The only foreign investors who may be interested and who may bring in technical know-how are foreign power exchanges (pure spot exchanges) and utility and power trading companies, and not pure financial players like securities depositories, banks or insurance companies, or even financial derivatives exchanges, he added. The finance ministry’s opposition comes at a time when the short-term power market, in which exchanges have a sizable share, is expected to rise at a compounded annual growth rate of 20% between FY17 and FY22, according to a Crisil report. As such, the share of power exchanges in short-term volumes market has more than tripled in the last 7 years — to 34.5% in FY17 from 10.9% in FY10.
Some analysts have been arguing for a higher cap on grounds such a move would encourage large global exchanges or institutional investors, who were earlier shy of investing in India due to the low ceiling for a single foreign entity in power exchanges. In the Budget for 2016-17, finance minister Arun Jaitley had said the individual investment limit for foreign entities in Indian stock exchanges (and commodity bourses that are deemed as stock exchanges under the Securities Contracts Regulation Act, 1956) would be enhanced to 15%, on a par with that for domestic institutions. Later, the decision was notified.
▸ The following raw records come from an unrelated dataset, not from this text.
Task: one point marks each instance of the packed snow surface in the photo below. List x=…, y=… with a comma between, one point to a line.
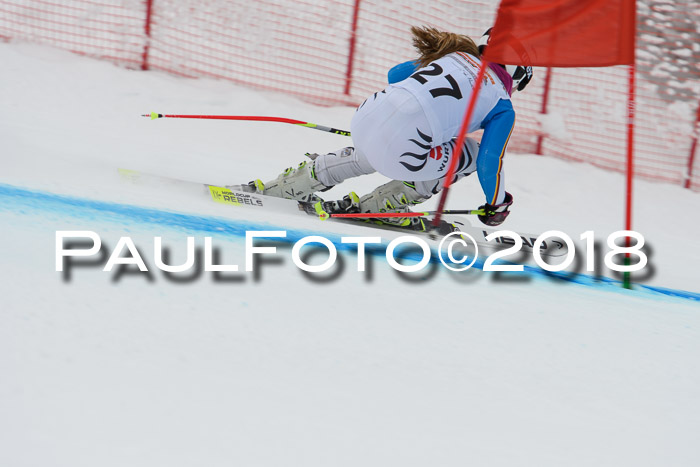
x=279, y=367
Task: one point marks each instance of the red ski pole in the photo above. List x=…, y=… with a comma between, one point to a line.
x=155, y=115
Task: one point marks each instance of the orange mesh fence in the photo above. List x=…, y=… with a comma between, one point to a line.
x=339, y=51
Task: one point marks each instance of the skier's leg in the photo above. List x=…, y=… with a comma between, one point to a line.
x=318, y=174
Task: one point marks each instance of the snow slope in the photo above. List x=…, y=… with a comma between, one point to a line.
x=282, y=368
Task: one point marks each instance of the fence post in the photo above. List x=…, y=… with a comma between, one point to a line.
x=693, y=146
x=351, y=52
x=147, y=31
x=545, y=99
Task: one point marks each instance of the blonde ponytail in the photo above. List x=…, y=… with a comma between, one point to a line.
x=432, y=44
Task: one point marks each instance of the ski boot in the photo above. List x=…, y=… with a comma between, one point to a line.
x=299, y=184
x=395, y=196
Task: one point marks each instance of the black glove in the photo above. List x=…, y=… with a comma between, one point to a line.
x=496, y=214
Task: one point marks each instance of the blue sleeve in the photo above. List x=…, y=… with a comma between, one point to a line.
x=497, y=126
x=401, y=71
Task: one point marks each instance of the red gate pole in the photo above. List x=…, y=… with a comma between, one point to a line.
x=545, y=99
x=147, y=31
x=693, y=146
x=351, y=52
x=630, y=166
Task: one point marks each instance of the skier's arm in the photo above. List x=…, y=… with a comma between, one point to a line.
x=401, y=71
x=497, y=126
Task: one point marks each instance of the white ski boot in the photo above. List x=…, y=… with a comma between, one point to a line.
x=299, y=184
x=395, y=196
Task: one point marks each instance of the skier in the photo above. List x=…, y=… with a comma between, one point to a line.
x=407, y=132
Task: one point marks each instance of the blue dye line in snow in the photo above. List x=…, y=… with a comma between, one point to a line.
x=18, y=198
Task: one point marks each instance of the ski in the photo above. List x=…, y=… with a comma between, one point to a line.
x=239, y=196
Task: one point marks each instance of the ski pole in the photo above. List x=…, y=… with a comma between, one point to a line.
x=323, y=215
x=155, y=115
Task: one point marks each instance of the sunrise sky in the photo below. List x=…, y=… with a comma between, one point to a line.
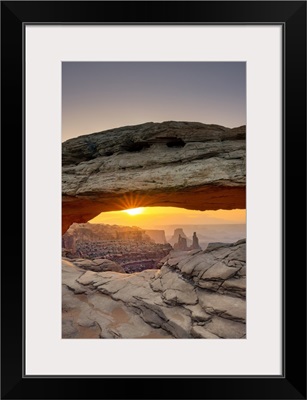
x=102, y=95
x=97, y=96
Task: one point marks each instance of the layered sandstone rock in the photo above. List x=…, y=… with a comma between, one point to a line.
x=123, y=245
x=180, y=164
x=196, y=294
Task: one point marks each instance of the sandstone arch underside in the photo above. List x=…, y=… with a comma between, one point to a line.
x=179, y=164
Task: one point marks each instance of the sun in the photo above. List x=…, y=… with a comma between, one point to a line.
x=135, y=211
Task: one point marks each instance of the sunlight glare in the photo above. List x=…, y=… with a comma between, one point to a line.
x=135, y=211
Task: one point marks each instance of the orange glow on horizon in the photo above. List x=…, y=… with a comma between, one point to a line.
x=154, y=217
x=134, y=211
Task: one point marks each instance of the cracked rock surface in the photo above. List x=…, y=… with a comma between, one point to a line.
x=182, y=164
x=195, y=294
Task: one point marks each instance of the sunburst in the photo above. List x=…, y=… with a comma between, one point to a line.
x=134, y=211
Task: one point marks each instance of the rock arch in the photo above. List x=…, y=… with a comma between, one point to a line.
x=180, y=164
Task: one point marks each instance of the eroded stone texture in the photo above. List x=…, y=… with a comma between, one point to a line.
x=195, y=294
x=179, y=164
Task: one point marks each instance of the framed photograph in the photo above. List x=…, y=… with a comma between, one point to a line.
x=161, y=149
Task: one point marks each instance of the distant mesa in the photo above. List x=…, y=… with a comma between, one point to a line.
x=158, y=236
x=175, y=238
x=100, y=247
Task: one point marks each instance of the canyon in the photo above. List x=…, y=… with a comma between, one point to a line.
x=179, y=164
x=128, y=282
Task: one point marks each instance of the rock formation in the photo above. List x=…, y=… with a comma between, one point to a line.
x=196, y=294
x=178, y=232
x=126, y=246
x=180, y=164
x=195, y=243
x=158, y=236
x=181, y=245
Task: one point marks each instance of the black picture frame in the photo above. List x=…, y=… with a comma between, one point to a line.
x=292, y=383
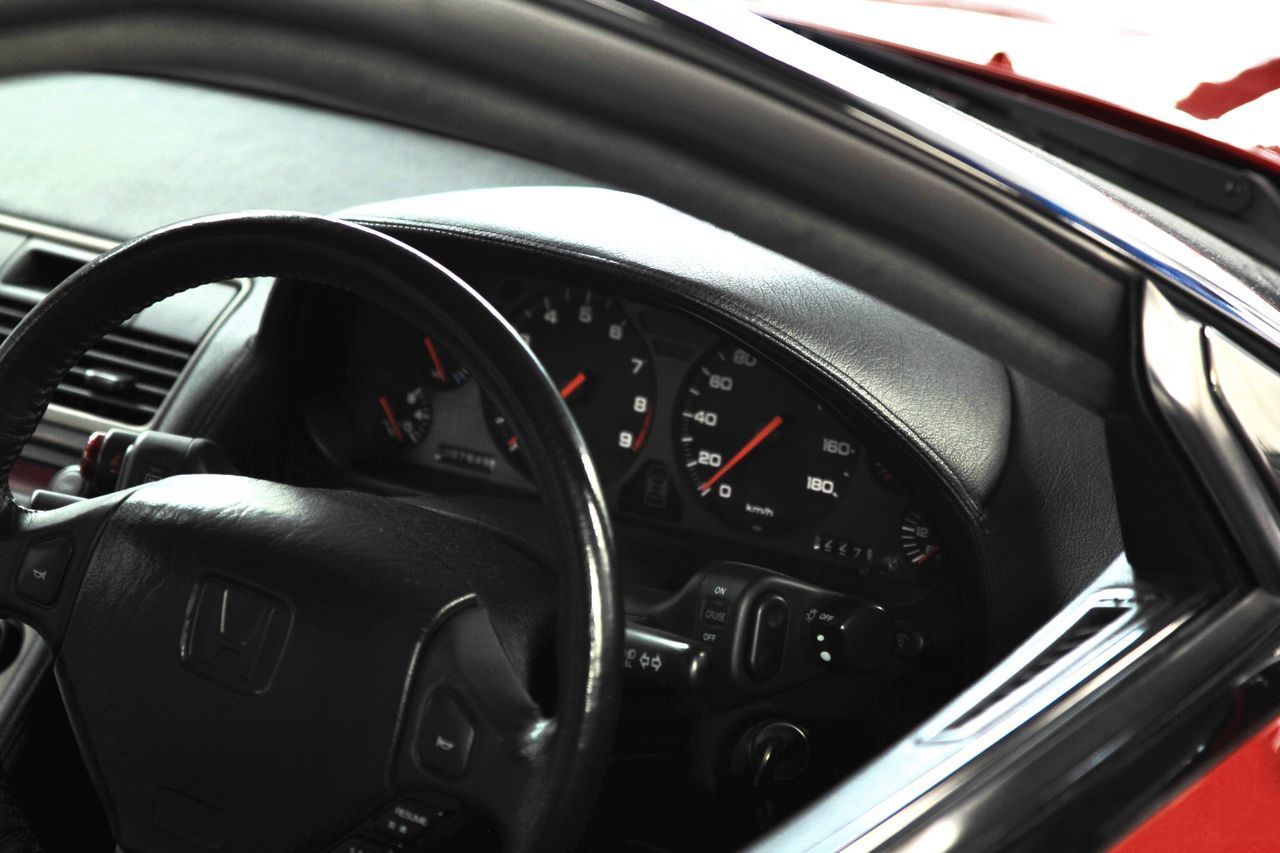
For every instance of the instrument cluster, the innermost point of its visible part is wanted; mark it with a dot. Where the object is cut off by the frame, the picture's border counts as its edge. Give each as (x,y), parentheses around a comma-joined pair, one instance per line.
(691,433)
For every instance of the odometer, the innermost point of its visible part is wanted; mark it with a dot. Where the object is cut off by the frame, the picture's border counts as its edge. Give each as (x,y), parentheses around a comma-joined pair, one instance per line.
(758,451)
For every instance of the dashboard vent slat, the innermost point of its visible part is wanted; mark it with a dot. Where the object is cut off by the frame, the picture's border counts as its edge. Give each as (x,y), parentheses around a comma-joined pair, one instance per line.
(124,377)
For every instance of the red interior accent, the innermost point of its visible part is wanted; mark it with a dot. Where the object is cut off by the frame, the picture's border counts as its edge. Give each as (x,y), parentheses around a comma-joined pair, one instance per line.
(1232,807)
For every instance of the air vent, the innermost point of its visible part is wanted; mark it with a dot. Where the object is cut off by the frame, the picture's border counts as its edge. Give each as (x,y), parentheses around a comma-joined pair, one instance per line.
(124,377)
(41,267)
(1080,632)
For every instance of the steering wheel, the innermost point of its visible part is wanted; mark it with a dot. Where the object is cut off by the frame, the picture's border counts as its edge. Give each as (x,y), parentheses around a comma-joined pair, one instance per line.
(257,666)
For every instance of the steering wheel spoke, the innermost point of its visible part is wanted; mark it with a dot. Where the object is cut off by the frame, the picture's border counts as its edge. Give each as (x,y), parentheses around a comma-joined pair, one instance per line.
(42,560)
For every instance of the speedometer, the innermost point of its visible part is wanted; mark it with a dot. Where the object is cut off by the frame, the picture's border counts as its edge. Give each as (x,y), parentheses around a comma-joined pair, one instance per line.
(758,451)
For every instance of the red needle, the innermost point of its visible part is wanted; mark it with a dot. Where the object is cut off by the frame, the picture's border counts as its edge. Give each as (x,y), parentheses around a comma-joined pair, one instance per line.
(572,384)
(566,392)
(391,418)
(435,359)
(739,456)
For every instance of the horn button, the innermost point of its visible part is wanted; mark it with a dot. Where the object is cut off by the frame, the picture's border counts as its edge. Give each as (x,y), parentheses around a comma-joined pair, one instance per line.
(238,648)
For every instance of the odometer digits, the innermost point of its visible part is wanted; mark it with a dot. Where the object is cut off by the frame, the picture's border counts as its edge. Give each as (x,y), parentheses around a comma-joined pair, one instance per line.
(758,450)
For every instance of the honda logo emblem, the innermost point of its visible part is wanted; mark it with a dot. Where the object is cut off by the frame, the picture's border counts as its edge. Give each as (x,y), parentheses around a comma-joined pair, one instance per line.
(234,635)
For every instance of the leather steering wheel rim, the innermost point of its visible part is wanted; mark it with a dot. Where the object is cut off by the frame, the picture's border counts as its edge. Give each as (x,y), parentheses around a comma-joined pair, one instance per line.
(403,281)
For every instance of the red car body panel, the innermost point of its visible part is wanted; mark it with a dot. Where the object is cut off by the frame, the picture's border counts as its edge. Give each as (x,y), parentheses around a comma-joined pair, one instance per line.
(1232,807)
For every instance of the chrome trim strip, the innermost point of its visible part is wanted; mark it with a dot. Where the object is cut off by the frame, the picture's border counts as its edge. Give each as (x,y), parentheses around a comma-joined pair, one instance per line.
(999,160)
(901,787)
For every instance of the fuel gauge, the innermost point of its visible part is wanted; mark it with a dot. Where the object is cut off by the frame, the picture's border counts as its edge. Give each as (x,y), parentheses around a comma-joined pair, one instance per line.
(405,416)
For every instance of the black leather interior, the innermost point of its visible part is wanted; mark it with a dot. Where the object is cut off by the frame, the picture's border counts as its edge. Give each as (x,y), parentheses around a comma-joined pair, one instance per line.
(549,808)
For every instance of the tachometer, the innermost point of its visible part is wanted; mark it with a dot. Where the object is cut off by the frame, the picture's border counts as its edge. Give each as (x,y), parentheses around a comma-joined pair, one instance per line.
(602,366)
(758,450)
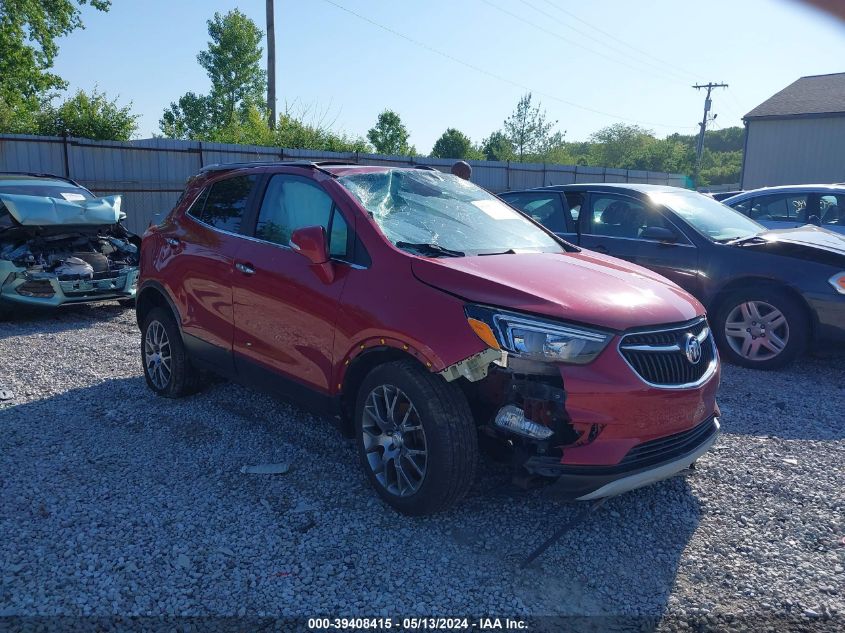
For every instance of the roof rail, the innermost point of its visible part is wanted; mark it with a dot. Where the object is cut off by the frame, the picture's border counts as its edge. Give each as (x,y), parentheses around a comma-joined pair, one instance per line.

Earlier, the Indian private equity and venture capital association had represented to the government on clarity regarding raising the limit in power exchanges in accordance with the Budget announcement and subsequent notification in 2016. Kameswara Rao, partner, PwC believes that raising individual cap to 15% from the current levels of 5% would help accelerate foreign investment. “Our power market now has good liquidity and a large number of individual users, making it ready for new term products,” Rao added.